Quick Start

1-Click-Demo

Requirements: Conda (or equivalent), bash

$ bash 1-click-demo.sh

This serves as a setup script that also runs the main functionality of LapsPython in a virtual environment. It executes the following steps:

  1. Create and activate a Conda environment lapspython running on Python 3.7

  2. Install all LAPS requirements and used dev packages in a local Pipenv environment

  3. Run CI scripts (see Section Continuous Integration for detailed information)

    • Linting

    • Static Typechecking

    • Unit Tests

  4. Run a demo program launching the LapsPython pipeline for LAPS checkpoints in the re2 domain in Python mode and in R mode

Section Manual Installation describes this process as well as design decisions in more detail. Delete the Pipenv environment (~1.8 GB) by removing the contents of LapsPython/.venv/. Delete the Conda environment (~218 MB) by running

$ conda env remove --name lapspython

Manual Installation

If you do not want to use the recommended demo script, you can install the requirements manually in a Python 3.7 environment of your choice (here: lapspython):

(lapspython) $ git submodule init
(lapspython) $ git submodule update
(lapspython) $ conda install swig pipenv
(lapspython) $ pipenv sync

The pipenv sync command installs all Python modules required by LAPS locally in LapsPython/.venv/, as well as uniplot and the dev packages used in Section Continuous Integration.

The demo program can then be run through Pipenv:

(lapspython) $ pipenv run demo.py

Using Pipenv is recommended and the only verified way to get LapsPython running, since the portable Pipfile.lock allows to reproduce the exact virtual environment used on my Ubuntu 20.04 machine. If you do not want to use Pipenv, requirements.txt and requirements-dev.txt are provided and can be installed by running

(lapspython) $ pip install -r requirements.txt
(lapspython) $ pip install -r requirements-dev.txt

If you do not want to use Conda, swig needs to be installed through a package manger such as apt-get, which might require superuser rights.

Continuous Integration

You can run the following Pipenv scripts to execute the CI workflows also used by Github upon pushs and pull requests.

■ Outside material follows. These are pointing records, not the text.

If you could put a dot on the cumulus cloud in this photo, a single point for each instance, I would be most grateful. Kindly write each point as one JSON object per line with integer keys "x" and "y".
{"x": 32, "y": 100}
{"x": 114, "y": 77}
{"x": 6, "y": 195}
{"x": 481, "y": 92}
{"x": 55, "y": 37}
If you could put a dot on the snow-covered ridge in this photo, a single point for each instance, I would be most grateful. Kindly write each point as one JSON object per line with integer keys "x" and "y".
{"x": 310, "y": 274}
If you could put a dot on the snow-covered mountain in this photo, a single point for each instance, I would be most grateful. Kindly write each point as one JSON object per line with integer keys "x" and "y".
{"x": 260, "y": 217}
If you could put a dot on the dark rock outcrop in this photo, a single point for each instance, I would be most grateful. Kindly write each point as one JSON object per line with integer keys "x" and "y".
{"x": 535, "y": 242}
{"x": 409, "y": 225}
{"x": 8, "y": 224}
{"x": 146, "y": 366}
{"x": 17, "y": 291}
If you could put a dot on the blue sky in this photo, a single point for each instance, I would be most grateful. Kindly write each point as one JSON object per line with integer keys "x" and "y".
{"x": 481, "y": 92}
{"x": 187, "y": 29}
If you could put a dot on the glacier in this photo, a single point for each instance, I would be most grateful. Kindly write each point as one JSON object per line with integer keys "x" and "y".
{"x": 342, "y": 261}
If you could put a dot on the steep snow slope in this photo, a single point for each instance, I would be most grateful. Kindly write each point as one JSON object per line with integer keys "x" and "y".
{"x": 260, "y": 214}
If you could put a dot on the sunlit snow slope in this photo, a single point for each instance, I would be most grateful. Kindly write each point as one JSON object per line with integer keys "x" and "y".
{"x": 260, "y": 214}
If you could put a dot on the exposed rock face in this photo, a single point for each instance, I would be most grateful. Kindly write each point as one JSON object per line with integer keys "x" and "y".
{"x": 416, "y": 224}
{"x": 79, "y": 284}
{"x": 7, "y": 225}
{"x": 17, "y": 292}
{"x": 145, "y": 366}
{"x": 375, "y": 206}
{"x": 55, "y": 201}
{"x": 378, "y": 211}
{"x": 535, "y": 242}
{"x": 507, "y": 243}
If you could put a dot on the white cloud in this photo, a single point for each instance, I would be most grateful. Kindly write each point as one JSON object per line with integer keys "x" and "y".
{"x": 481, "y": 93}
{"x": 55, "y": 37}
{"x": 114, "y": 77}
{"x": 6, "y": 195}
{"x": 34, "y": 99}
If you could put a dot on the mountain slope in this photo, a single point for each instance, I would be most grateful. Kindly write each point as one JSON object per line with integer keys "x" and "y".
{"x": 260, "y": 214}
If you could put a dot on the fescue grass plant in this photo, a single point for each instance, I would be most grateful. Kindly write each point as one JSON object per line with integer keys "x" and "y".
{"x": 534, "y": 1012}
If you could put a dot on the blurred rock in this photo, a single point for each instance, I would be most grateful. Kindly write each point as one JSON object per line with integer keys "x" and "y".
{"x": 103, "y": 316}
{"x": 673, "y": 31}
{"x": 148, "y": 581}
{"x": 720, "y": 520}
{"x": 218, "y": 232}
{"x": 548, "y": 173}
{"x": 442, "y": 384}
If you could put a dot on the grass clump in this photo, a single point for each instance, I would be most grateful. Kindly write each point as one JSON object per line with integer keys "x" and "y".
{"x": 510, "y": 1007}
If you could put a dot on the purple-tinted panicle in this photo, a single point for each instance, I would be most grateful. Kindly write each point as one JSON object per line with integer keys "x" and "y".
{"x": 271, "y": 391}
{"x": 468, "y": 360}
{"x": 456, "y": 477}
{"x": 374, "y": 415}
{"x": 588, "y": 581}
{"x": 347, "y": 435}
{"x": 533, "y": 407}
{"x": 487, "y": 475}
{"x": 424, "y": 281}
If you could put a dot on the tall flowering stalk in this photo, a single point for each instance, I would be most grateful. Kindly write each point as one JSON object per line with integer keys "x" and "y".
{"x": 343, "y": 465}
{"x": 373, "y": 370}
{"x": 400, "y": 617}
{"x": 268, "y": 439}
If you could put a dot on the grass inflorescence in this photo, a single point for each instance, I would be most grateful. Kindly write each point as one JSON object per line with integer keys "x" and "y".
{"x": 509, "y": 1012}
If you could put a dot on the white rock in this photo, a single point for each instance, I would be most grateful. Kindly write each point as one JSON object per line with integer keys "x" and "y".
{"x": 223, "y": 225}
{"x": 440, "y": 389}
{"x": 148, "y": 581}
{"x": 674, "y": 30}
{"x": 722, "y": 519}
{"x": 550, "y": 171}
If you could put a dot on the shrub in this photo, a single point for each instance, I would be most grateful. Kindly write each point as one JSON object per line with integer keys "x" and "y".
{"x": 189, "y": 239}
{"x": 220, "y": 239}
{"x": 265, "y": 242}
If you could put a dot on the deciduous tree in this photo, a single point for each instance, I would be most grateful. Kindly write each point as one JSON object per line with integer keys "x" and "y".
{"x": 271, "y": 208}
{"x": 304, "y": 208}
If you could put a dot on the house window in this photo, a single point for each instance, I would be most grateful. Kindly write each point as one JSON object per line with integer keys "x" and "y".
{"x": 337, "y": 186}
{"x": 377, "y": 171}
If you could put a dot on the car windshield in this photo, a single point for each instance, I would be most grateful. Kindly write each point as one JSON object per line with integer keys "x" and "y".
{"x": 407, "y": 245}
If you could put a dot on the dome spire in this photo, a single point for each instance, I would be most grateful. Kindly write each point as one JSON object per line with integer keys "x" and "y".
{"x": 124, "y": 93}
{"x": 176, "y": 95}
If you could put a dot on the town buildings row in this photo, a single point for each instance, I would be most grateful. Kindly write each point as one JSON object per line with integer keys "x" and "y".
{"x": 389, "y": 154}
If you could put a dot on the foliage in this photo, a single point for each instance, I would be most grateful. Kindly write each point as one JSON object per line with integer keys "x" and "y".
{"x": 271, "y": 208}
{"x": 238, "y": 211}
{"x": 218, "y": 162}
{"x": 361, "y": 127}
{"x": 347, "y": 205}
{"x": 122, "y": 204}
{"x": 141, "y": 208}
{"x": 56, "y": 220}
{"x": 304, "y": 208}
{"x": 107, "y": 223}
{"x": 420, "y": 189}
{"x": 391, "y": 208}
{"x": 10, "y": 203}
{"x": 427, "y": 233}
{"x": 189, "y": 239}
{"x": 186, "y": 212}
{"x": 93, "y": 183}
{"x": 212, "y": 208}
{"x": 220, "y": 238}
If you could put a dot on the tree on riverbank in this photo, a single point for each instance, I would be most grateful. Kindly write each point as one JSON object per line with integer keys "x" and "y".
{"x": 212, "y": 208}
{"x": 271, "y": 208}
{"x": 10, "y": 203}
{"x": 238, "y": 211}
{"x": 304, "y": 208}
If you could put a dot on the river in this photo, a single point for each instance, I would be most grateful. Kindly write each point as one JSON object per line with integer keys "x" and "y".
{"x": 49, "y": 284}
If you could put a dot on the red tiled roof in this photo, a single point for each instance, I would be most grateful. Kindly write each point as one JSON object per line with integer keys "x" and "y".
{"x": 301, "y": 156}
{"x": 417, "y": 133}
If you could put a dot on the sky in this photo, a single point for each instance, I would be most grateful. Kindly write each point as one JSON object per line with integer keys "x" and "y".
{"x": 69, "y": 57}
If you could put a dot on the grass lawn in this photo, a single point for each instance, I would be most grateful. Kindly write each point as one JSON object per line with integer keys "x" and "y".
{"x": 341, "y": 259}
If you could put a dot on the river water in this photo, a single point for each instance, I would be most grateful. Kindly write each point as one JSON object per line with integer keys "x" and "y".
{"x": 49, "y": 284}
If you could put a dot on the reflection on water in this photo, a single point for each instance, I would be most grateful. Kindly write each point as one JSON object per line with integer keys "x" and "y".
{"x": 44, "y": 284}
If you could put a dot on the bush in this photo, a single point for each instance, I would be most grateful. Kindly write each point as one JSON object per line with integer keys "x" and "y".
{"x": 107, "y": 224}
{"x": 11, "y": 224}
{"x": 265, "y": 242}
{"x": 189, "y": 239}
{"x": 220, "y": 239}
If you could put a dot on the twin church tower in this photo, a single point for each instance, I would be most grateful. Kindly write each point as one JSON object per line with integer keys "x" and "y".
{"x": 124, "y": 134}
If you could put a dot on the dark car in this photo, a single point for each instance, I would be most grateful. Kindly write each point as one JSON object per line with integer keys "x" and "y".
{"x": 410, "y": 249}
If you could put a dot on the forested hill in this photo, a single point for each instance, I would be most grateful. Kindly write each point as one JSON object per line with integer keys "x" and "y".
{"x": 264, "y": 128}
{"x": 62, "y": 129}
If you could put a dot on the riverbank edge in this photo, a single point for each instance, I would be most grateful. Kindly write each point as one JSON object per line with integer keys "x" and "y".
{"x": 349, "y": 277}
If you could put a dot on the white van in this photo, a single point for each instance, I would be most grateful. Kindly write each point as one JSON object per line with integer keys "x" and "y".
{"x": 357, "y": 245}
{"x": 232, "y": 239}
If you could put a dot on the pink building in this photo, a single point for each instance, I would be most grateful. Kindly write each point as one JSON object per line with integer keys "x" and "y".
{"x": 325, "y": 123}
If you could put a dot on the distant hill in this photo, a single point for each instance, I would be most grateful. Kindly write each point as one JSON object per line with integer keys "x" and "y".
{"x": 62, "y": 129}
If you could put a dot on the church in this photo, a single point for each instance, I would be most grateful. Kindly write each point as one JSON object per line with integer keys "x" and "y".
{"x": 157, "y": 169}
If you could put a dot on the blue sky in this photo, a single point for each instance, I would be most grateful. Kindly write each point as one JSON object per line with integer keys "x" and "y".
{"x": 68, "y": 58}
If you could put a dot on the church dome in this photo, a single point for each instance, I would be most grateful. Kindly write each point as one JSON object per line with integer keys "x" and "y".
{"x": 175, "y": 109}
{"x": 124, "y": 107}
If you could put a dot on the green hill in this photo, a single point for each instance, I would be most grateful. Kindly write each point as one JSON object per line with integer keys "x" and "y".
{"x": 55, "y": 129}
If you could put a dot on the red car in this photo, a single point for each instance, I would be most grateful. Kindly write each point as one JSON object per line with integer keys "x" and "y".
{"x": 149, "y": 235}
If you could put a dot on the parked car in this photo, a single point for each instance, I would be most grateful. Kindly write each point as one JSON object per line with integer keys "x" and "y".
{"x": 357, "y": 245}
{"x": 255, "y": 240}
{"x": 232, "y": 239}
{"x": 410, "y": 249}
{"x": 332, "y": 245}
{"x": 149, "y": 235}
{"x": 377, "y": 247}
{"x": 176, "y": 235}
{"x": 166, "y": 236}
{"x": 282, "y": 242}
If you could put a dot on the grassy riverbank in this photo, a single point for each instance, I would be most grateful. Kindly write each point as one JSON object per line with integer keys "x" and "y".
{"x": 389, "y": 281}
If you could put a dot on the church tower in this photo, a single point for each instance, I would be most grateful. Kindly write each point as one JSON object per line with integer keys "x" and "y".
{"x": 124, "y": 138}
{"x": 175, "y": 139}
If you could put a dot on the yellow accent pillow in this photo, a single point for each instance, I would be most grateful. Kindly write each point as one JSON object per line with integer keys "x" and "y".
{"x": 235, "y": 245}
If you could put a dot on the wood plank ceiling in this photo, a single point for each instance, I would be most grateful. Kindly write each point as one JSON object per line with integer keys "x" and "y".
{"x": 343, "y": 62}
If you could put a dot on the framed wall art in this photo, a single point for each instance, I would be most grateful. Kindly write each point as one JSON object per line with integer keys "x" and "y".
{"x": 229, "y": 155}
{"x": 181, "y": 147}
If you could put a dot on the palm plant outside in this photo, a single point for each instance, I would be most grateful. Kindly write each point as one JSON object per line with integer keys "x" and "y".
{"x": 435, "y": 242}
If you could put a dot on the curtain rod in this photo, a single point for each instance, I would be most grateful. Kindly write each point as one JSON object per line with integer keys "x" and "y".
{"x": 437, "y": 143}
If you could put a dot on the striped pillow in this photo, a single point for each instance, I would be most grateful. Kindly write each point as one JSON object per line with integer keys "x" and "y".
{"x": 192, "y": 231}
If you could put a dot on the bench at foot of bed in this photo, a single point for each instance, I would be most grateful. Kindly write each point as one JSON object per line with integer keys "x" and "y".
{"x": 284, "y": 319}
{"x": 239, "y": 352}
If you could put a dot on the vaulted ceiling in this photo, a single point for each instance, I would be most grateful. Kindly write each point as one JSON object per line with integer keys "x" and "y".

(lapspython) $ pipenv run tests

This script runs unit tests implemented with pytest. In addition, it uses pytest-cov to generate a coverage report which will then be printed to the terminal and stored as HTML here as part of the documentation.

(lapspython) $ pipenv run typechecks

This script runs static typechecks using Mypy.

(lapspython) $ pipenv run linting

This script runs the PEP-8 compliant linter Flake8 with a large selection of extensions enforcing stricter conventions in compliance with modern Python standards, simplifying complex code, as well as preventing bugs and security issues.

(lapspython) $ pipenv run sphinx

This script rebuilds the documentation using Sphinx. The built documentation can be deployed to GitHub Pages using the bash script git-deploy-docs.sh. These two manual steps reproduce an automatic workflow which is deactivated due to missing permissions of the github-actions bot but can be found in the Sphinx documentation.